Fear of Failure - I Don't Think So!

Oct 12, 2010

 I’ve tried my entire life to lose weight and be a normal size and each and every countless time I’ve failed. I’ve had moments of success that were swiftly met with crushing failures, i.e. losing a bunch of weight and thinking that I had finally won the battle only to be faced with defeat some months later when I had regained all the weight that I’d lost, plus more, because I let my guard down while I was in my moment of glory and confident in my success. So, ultimately, failure is all I’ve known when it comes to the subject of permanent weight loss and rather than a fear of failure I have developed an expectation of failure because that is what I’ve learned to be true from my experiences.

I’ve never been normal weight before so why should I expect it now? Well, because this is a whole new game, that’s why. I’m having my digestive system rewired and my stomach reduced to the size of a thumb. I read something the other day that stated that some people’s stomachs are able to hold up to 16 cups of food and I’m pretty sure I’m one of those people. I immediately pictured my big 4-cup Pyrex measuring cup that I sometimes use when I’m cooking and in my mind I lined up four of those bad-boys filled with food, it’s pretty shocking if you think about it.  But, with a new game comes new rules.

I know that even with surgery I cannot expect to give up the battle, but now, I’ll have the big guns on my side. This is going to require a brand new perspective and that is going to be the key to my success this time. I know I have the discipline to be successful, I mean after all I’ve lost hundreds of pounds throughout my life, I know some diet books by heart, and If you laid out a portion of food in front of me, with one glance, I could tell you how many ounces it weighed and how many calories there were in it. I’ve gone Vegan, done fasting and had colonics. I’ve taught myself to love exercise and have faithfully made payments to one gym or another for ten years and actually went in and used the facilities and still do 4 or 5 days a week.

So, I have to ask myself, why am I still fat?  Because, obesity is a disease that I’ve had since I was about 8 years old and more realistically one that I was born with. It has no cure. It’s something that I will have to deal with until the day that I die. There is no viable temporary solution to the problem and I use the words “temporary” and “problem” purposefully because it is a problem when you can’t function and your life is diminished because of your weight and without permanent intervention, failure to heal is inevitable.
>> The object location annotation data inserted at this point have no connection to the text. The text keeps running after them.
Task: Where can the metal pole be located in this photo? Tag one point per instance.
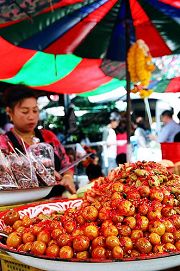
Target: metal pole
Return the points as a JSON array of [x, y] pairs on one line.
[[128, 82]]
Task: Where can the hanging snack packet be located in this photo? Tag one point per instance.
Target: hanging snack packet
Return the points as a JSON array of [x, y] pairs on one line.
[[42, 156], [7, 180], [23, 171]]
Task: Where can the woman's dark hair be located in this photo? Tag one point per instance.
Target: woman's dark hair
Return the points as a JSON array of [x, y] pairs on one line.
[[17, 93]]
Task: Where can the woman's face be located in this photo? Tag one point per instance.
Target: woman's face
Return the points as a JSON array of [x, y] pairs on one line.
[[25, 115]]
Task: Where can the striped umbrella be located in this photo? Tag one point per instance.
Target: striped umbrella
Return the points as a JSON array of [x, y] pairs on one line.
[[78, 38]]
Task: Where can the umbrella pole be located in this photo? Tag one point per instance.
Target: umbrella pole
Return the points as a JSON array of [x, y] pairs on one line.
[[128, 82], [148, 110]]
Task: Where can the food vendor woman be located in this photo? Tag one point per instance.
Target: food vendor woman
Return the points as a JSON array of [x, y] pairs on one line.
[[22, 109]]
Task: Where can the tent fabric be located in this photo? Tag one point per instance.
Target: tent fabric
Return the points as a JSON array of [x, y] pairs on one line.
[[60, 74], [61, 46], [65, 73], [46, 29]]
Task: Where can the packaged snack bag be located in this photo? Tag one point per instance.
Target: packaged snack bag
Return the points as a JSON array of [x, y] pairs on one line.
[[42, 156]]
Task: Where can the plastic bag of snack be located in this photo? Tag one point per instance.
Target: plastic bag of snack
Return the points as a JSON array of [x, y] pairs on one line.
[[23, 171], [7, 180], [42, 156]]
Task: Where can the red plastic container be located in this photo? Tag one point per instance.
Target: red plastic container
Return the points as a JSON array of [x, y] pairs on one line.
[[171, 151]]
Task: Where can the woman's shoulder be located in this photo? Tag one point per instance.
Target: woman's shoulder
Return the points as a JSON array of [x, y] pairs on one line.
[[49, 136], [4, 141]]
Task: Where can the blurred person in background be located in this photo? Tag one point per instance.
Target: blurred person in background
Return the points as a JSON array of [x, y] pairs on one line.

Now this is where the new perspective kicks in; THIS IS A TOOL! I’ve heard those words so many times in my journey to educate myself on WLS and now they finally make sense. I have a medical condition that requires constant and diligent treatment. Just as someone with type-one diabetes requires insulin for the rest of their life and must test their blood and maintain blood sugar levels every day without fail or face certain death and just as a paraplegic person uses a wheel-chair to get from one place to another and can’t decide to “cheat” one day for the fun of it, or, consider also the patient with a pacemaker in their heart, they wouldn’t just have it put it in for a little while and then take it out because they were tired of dealing with it. These are all permanent medical conditions that require attention for the rest of the patients’ life.  

I am a patient now also. I became a patient when I went to the seminar held at my local hospital and decided that I wanted to seek treatment for my condition. My prognosis is very good and I’m expected to be able to live a full and vibrant life. How lucky is that! The only thing I have to do is follow the rules set out by my Doctor, eat protein foods first, don’t drink with or close to my meals, get some good movement in daily, take my vitamins, and get in 64oz of water, I think I can handle that. There are probably a few things that I will never be able to do again, like eat real sugar birthday cakes at a party or slather a bunch of butter on a hot loaf of sourdough bread while sipping on an oaky, buttery chardonnay, but that’s ok because there are going to be lots of things that I’ll be able to do that I’ve never been able to do before, like go shopping for clothes anywhere I want or ride on a roller coaster with a friend, go for a walk without wanting to die or fly on a plane comfortably.  Compared to the “Can Don’ts” (lol) the Can Do’s win hands down, really!

So, armed with my new perspective, new tool and a battle plan, I think I’ll have reason to be optimistic this time around. No fear of failure, no expectation of failure, only a new outlook on a new game with new rules and new tools. I love it!

My heartfelt thanks for reading and my best wishes for everyone’s success.